Der feine Unterschied zwischen Alter und Wahnsinn

Ich weiß nicht, ob ich es erwähnte, aber ich gehe Ende des Monats zum Meat Loaf-Konzert. Und zu diesem Behufe höre ich mich noch mal durch seine Lieder. Auch durch die Rocky Horror Picture Show. Und da kommt man natürlich nicht am Time Warp vorbei, wenn man schon mal dabei ist. Und wenn man ein bestimmtes Alter erreicht hat, dann bleibt man dabei nicht sitzen. Nie.
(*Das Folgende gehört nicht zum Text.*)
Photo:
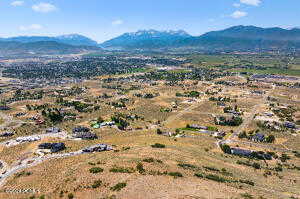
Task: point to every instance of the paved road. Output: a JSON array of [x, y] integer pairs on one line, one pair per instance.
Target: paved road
[[181, 113], [246, 121]]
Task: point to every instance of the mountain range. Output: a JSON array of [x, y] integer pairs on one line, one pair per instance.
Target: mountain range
[[237, 38]]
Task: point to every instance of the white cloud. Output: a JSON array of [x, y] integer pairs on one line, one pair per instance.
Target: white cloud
[[44, 7], [17, 3], [236, 5], [251, 2], [238, 14], [117, 22], [31, 27]]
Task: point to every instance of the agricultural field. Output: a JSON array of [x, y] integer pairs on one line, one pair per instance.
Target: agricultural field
[[175, 128]]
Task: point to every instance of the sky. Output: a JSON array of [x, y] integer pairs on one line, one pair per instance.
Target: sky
[[104, 19]]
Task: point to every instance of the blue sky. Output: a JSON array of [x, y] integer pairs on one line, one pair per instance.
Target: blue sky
[[105, 19]]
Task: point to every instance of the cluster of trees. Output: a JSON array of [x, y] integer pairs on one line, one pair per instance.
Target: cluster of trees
[[120, 121], [79, 106], [234, 121], [251, 134], [221, 99], [188, 94]]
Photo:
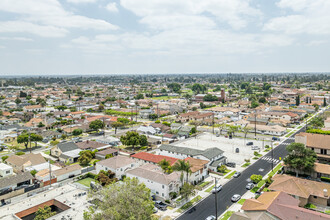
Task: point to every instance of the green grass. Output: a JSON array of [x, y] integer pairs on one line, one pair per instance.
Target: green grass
[[277, 168], [310, 206], [202, 184], [189, 204], [262, 182], [241, 201], [289, 134], [227, 215], [209, 189], [246, 164], [86, 182], [230, 175]]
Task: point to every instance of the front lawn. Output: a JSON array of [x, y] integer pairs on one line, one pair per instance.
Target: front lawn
[[241, 201], [86, 182], [230, 175], [227, 215]]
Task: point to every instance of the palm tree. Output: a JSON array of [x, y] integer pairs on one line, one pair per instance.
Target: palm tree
[[183, 166], [166, 166]]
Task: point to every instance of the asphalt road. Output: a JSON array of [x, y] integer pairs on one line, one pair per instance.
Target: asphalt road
[[236, 185]]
Man stelle sich einen also 6jährigen vor, der sehr irritiert zwischen Computerbildschirm und Anfangsvierziger-Mutter in weißer Bluse und schwarzem Pencilskirt, die den Time Warp gibt, hin und her guckt. Besagte Mutter dann an die Hand nimmt und milde sagt:

„Du Mama, komm. Wir gehen einfach ins Bett. Ich glaube, Du bist müde.“

Nein, bin ich nicht. Nur gerade 20 Jahre jünger. Aber das versteht das junge Gemüse von heute nicht.

Published in: on 12. April 2013 at 20:23  Comments (4)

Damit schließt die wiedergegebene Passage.